农门锦商 31 我们是一家
作者:靓的小说      更新:2017-10-14

  祭拜结束,开始烧洗澡水,全家轮流沐浴更新衣新鞋。待一家都洗完后,各人把换下的衣服叠好,放到另一边,大年不兴看见晾晒衣服,据说那会带来不利,年神看见就不光顾了,神不光顾,这家在来年就会一年不顺,所以得等到年初二才能清洗。

  一家人身上的新衣,其实是后来温慧娘扯粗葛布缝制的衣服,在里面铺上棉絮,缝好后就是棉衣棉裤。布料粗硬,摸着并不舒服,可阿旺小哥俩却感到心里暖烘烘的,流离颠沛的生涯,他们遭受过各种白眼,欺凌,可谓尝尽看尽世人冷暖,也许他们年龄小,领悟不出什么大道理,但在他们幼小的心灵深处,这段人生历程毕生难忘。

  而温慧娘、好儿,无意中闯入他们视野,走进他们的生命中,那发自内心的亲情关爱,令他们深深眷恋,亦将他们由外到内滋润包容,无时无刻暖化着他们的身心。

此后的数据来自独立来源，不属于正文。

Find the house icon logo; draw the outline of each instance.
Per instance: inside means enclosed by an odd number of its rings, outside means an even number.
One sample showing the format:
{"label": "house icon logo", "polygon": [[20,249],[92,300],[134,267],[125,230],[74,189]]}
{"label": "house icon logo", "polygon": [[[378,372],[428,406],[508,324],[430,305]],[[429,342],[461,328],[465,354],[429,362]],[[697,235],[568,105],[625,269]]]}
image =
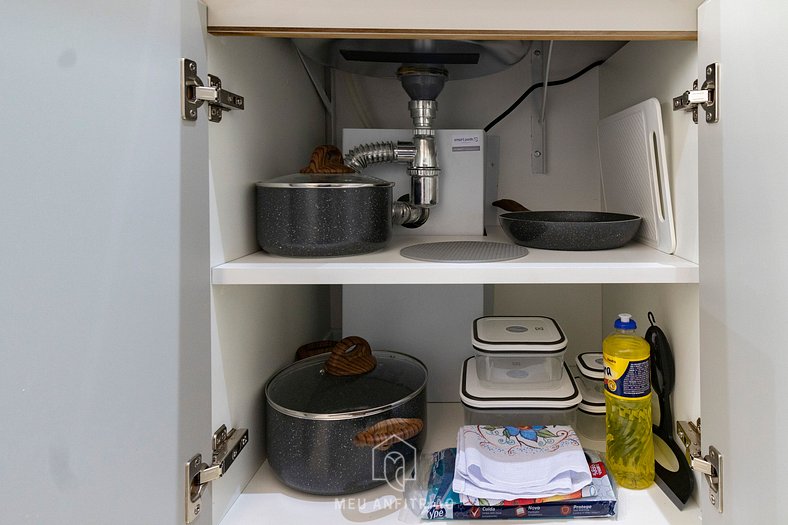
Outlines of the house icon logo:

  当热腾腾的饭菜上桌,火盆在屋里散发着温暖,阿旺拉着小树,突然眼噙泪水,朝温慧娘下跪。

  “阿旺,小树,你们这是怎么了?快起来,有什么咱坐下慢慢说。”温慧娘不解地上前要拉起小哥俩。

  “温姨,谢谢您收留我和小树,给我们一个温暖的家!”

  阿旺和小树不愿起,阿旺含泪说道,“温姨,我跟您相处越久,越觉得您像我娘。。。我六岁时,我娘重病死了,我爹一年后继弦,继母起初对我还管吃饱管穿暖,自从她有身孕后,家里的活计就成了我爹和我的,我爹种田种菜,给人打零工,我每天要打扫屋里屋外和院子,要煮饭,喂鸡,上山挠草砍柴,打水。。。

  继母生下弟弟后,三天两头看我不顺眼,背着我爹不给我饭吃,常常拿竹棍打我,还骂我娘。。。我告诉爹,给爹看我身上的伤痕,爹不但不信,还帮着继母责骂我。

  有一次,我砍了半天柴,实在饿得慌,趁继母哄弟弟,我偷偷跑进厨房,吃了两个杂面包子。继母发现后,将我狠狠打了一顿,罚我三天不给饭吃,我爹那时出去打零工,不在家,我手臂腿脚都淤紫了,痛得直掉泪,路都走不稳,我不敢哭出声,如果我哭喊,继母就会加倍打我。。。”

  这是阿旺第一次在她们面前说起自己的过去。温慧娘惊呆了,好儿也惊呆了,小树一脸震惊。天哪!世上竟有如此刻毒的后母!

  “阿旺,地上冷,别跪着,你先起来。”温慧娘听得心痛无比,一手一个拉起来,拥到身边,给阿旺擦着泪,心酸又气愤,“谁家的孩子不是娘的宝?那女人咋就那么毒心肠哪!”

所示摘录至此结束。